Throughout history, words have rallied revolutions, spread messages and spawned movements.
In my case, simple words have done something more valuable. They have sprinkled magical pixie dust to help me sail through many prickly situations. Here are my 4 with due thanks to my teachers.
Situation 1: Smoothing awkward starts to conversations.
When somebody mentions the word – today, “India Today” and “Today’s Show” are my first memory flashes.
Something more earthly? It would be about correcting tense. Something every preschooler parent can relate. Today’s teach becomes yesterday’s taught not teached. As I gently nudge, I wonder – is the irregular verbs list eternal?
Sheryl Sandberg, for her part, added something poignantly powerful and yet different – with the same earthly word – today.
I learned from her to add today after something we frequently say – “how are you?”
Based on my experience, adding “today” to the end of ‘how are you’ does wonders to the receiver. The specificity of “how are you today?” warms them up – the usual vague response become more concrete. And that does something to people. What better way to break the chitchat ice. Try it out and let me know.
Situation 2: When you feel pushed to the wall. Why not be the comeback kid from the corner?
We all use why. In normal circumstances, we ask aloud- why?
In most difficult situations, we tense inwardly with a why. And outwardly we condition ourselves to answer with a yes or a no.
My big aha – in the most difficult situations, speak that very word that turmoils inside and ask it in the best tone you can marshall.
Asking why does something to others – it makes them introspect. Their external push is deflected back inside them.
Who do I need to thank? my young daughter. She hardly says no. She always asks why. I took it to work. It works wonders out of tough situations.
Situation 3: You want to be persuasive and do not know how
English is my second language. Growing up, I was always guided on how to answer a why question. Include the word – because in your answer.
Much later in life, the brilliant Professor Robert Cialdini taught me something that changed my life.
Use the word ‘because’ without ever being asked a question. It does something to people. Here is Robert’s research example…
Excuse me, I have 5 pages. May I use the Xerox machine?
60% let the person cut the line.
I have 5 pages. May I use the Xerox machine, because I am in a rush?
94% of people let him cut the line!
My reasoning – as humans, we like to understand reasons. When offered those reasons without asking – the act earns our respect. That does something to all of us. We are more inclined to oblige.
When I am around kids, I notice they use ‘because’ without asking. Some where along the way, we lose that charm. Time to pocket it back.
Situation 4: You are naturally tongue-tied with self inflicted pressure.

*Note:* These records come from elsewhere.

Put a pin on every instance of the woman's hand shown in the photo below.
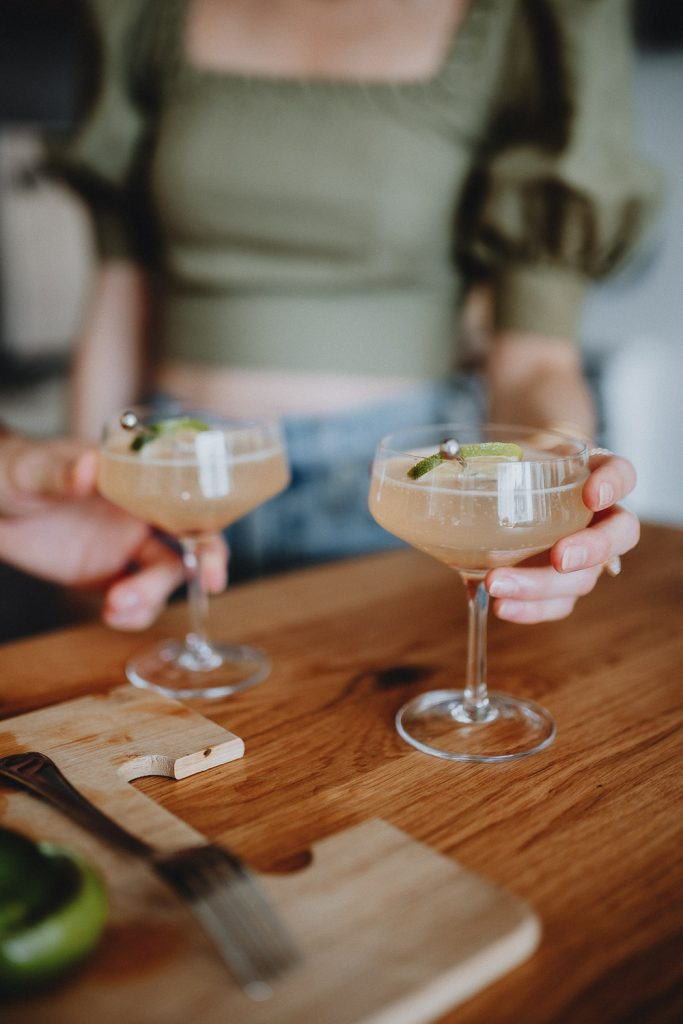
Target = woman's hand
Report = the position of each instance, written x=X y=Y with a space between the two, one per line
x=550 y=591
x=53 y=524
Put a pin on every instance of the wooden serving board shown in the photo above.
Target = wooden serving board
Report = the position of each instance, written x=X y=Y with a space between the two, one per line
x=390 y=931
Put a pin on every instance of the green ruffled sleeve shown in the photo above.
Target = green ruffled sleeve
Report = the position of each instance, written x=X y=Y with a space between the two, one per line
x=561 y=197
x=102 y=158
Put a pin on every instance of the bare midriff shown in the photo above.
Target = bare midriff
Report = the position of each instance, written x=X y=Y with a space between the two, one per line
x=242 y=391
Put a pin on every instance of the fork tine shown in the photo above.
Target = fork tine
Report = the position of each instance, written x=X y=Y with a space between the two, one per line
x=229 y=903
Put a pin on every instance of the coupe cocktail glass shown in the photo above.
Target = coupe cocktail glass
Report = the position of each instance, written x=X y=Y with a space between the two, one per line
x=491 y=512
x=189 y=474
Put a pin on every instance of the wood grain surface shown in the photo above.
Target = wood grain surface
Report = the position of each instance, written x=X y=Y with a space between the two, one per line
x=589 y=833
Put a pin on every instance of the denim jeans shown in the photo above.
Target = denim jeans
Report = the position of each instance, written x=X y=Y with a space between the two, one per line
x=323 y=515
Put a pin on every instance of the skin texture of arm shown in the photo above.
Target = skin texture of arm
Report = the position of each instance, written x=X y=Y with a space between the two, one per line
x=110 y=367
x=538 y=380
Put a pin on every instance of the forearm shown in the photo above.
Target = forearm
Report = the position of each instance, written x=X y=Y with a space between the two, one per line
x=538 y=381
x=109 y=368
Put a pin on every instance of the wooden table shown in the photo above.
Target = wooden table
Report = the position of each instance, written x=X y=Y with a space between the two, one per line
x=588 y=833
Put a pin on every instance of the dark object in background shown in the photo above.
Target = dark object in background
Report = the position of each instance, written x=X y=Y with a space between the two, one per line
x=41 y=70
x=657 y=25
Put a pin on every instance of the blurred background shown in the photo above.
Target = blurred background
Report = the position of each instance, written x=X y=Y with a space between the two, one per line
x=632 y=328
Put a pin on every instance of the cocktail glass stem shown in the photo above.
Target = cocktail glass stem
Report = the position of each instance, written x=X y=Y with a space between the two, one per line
x=199 y=654
x=476 y=706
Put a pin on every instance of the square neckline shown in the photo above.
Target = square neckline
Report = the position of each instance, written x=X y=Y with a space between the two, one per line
x=190 y=68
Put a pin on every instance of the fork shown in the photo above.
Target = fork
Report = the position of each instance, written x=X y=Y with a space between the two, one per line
x=219 y=889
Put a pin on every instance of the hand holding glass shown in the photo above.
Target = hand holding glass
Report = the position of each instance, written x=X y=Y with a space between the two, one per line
x=190 y=475
x=487 y=513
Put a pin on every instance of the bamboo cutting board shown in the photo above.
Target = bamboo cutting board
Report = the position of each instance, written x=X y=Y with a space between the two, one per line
x=390 y=931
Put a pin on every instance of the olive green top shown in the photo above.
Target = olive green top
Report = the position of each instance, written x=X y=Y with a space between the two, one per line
x=330 y=224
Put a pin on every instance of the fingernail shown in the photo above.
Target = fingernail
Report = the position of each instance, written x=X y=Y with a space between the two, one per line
x=573 y=558
x=127 y=600
x=503 y=588
x=605 y=495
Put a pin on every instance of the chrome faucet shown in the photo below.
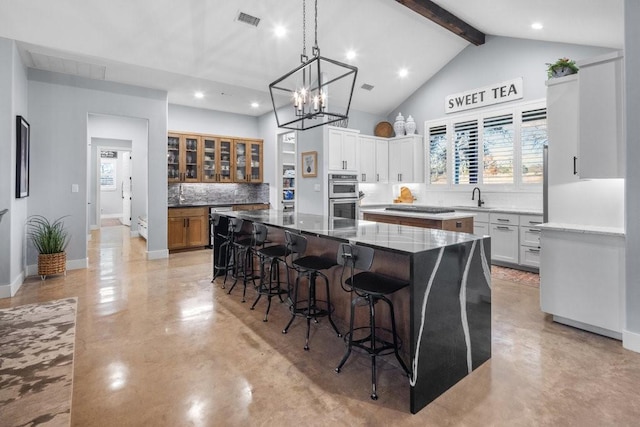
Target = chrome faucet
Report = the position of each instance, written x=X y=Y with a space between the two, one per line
x=473 y=195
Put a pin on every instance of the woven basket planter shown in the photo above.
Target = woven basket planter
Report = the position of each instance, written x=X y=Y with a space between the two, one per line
x=49 y=264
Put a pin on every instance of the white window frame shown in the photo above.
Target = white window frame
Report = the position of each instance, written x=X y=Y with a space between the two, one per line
x=480 y=115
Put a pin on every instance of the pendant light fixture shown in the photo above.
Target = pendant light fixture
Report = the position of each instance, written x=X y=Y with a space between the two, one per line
x=319 y=91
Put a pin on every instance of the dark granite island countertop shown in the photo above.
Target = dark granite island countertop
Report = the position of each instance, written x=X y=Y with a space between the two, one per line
x=449 y=294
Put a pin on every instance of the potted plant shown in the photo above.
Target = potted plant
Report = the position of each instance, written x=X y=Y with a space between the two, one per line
x=51 y=240
x=562 y=67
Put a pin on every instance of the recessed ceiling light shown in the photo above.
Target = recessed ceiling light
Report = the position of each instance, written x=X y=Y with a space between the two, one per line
x=280 y=31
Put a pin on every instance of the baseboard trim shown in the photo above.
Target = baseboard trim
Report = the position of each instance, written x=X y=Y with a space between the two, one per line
x=72 y=264
x=162 y=254
x=631 y=340
x=589 y=328
x=10 y=289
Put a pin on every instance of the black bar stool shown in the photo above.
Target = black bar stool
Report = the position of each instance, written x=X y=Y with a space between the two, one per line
x=370 y=287
x=309 y=266
x=220 y=243
x=270 y=259
x=241 y=261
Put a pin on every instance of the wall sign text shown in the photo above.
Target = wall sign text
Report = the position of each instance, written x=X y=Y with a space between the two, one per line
x=481 y=97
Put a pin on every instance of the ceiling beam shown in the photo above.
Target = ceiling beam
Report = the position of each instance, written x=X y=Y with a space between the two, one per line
x=445 y=19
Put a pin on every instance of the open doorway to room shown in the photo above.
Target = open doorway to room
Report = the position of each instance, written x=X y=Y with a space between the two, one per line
x=114 y=181
x=117 y=181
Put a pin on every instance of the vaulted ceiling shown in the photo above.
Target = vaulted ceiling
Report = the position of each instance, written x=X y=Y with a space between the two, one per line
x=199 y=45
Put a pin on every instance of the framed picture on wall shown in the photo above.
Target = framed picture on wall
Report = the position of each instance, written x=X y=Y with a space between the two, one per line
x=22 y=157
x=309 y=164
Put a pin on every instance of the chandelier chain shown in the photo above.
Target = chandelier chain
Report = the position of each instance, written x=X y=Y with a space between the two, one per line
x=316 y=26
x=304 y=28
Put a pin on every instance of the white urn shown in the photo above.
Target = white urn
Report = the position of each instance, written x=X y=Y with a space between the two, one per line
x=398 y=125
x=410 y=126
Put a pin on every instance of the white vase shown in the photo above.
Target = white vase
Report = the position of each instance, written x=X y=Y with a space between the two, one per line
x=410 y=126
x=398 y=125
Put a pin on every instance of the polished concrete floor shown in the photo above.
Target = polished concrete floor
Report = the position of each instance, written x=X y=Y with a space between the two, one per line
x=157 y=344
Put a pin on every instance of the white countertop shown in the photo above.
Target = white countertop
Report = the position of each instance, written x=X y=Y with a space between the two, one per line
x=422 y=215
x=578 y=228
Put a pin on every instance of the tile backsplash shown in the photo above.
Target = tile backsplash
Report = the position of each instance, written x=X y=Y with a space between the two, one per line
x=217 y=194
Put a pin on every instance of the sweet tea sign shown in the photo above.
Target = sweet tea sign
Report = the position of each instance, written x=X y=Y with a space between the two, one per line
x=481 y=97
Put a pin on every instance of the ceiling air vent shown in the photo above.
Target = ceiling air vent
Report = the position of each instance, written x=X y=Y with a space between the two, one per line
x=248 y=19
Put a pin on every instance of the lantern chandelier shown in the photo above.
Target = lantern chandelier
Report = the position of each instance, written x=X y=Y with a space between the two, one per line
x=319 y=90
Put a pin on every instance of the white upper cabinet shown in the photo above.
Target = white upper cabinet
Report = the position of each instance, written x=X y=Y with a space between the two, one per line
x=374 y=159
x=600 y=132
x=406 y=159
x=343 y=150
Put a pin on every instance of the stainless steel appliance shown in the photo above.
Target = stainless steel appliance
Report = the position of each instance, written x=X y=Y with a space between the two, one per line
x=343 y=186
x=212 y=210
x=343 y=196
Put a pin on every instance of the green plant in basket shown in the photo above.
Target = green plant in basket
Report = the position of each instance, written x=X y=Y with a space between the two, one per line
x=48 y=237
x=562 y=67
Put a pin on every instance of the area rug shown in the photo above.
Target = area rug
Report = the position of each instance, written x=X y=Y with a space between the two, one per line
x=36 y=363
x=517 y=276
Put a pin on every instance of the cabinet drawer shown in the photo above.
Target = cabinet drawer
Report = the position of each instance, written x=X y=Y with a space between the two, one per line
x=530 y=236
x=504 y=219
x=529 y=256
x=530 y=220
x=184 y=212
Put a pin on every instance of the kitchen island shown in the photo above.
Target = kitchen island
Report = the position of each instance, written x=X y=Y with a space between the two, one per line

And is the word that beads words together. Dangling on its own, it can work wonders. This ad opened up my eyes.
Bridging all 4 words together – to seek your advice.
A friend of mine trades commodities. Outside work, he plays the guitar. When people ask me what I do outside work, I say, “I write blogs.” The predictable follow-up, “What do you write about?” And I pause every time. My answers have run the gamut.
End result is consistently similar – perplexed looks.
Why? I do not know.
Today, I would like to run something by you because I need your help.
Through my blogs, I aspire to share surprisingly ravishing takeaways around simple, daily acts.
Do the words jell? Do you have suggestions?